“It is not an easy task to confess how bad one has been,” the stranger said, “and once no power could have tempted me to do it; but several years of prison life have taught me some wholesome lessons, and I am not the same man I was when I met you, Eliza, (bowing to Mrs. Worthington) and won your hand if not your heart. But previous to that time there was a passage of my life which I must now repeat. At my boarding-house in New York there was a young girl, a chamber-maid, whom I deceived with promises of marriage and then deserted, just when she needed me the most. I had found new prey, was on the eve of marriage with Mrs. Eliza Worthington. I—”
The story was interrupted at this point by a cry from ’Lina, who moaned,
“No, no, oh no! He is not my father; is he, Hugh? Tell me no. John, Dr. Richards, pray look at me and say it’s all a dream, a dreadful dream! Oh, Hugh!” and to the brother, scorned so often, poor ’Lina turned for sympathy, while the stranger continued,
“It would be useless for me to say now that I loved the girl, for I did not; but I felt sorry for her, and when six months after my marriage I heard that I was a father I feigned an excuse and left my wife for a few weeks. Eliza, you remember I said I had business in New York, and so I had. I went to this young girl, finding her in a low, wretched garret, with her baby in her arms, and a look on her face which told me she had not long to live. I staid by her till she died, promising to care for her child and mine. I had a mother then, a woman, old and infirm, and good, even if I was her son. To her I went in my trouble, asking that she would care for the helpless thing to which I gave the name Matilda. Mother did not refuse, and leaving the baby in her charge I came back to my lawful wife.

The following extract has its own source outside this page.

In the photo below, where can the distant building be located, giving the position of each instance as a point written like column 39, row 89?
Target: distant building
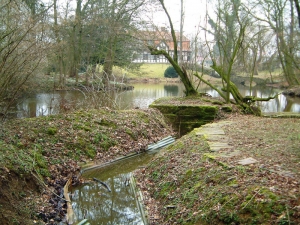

“In course of time there was a daughter born to me and to Eliza; a sweet brown-haired, brown-eyed girl, whom we named Adaline.”
Instinctively, every one in that room glanced at the black eyes and hair of ’Lina, marvelling at the change.
“I loved this little girl, as it was natural I should, more than I loved the other, and after she was born I tried to be a better man, but could not hold out long, and at last there came a separation. Eliza would not live with me and I went away, but pined so for my child, that I contrived to steal her, and carried her to my mother, where was the other one.”
’Lina’s eyes were dark as midnight, while she listened breathlessly to this mysterious page of her existence.
“My mother was very old and she died suddenly, leaving me alone with my two girls. I could not attend to them both, and so I sent one to Eliza, and kept the other myself, hiring a housekeeper, and because it suited my fancy, passing as Mr. Redfield, guardian to the little child, whom I loved so much.”
“That was Adah,” fell in a whisper from the doctor’s lips, but caught the ear of no one.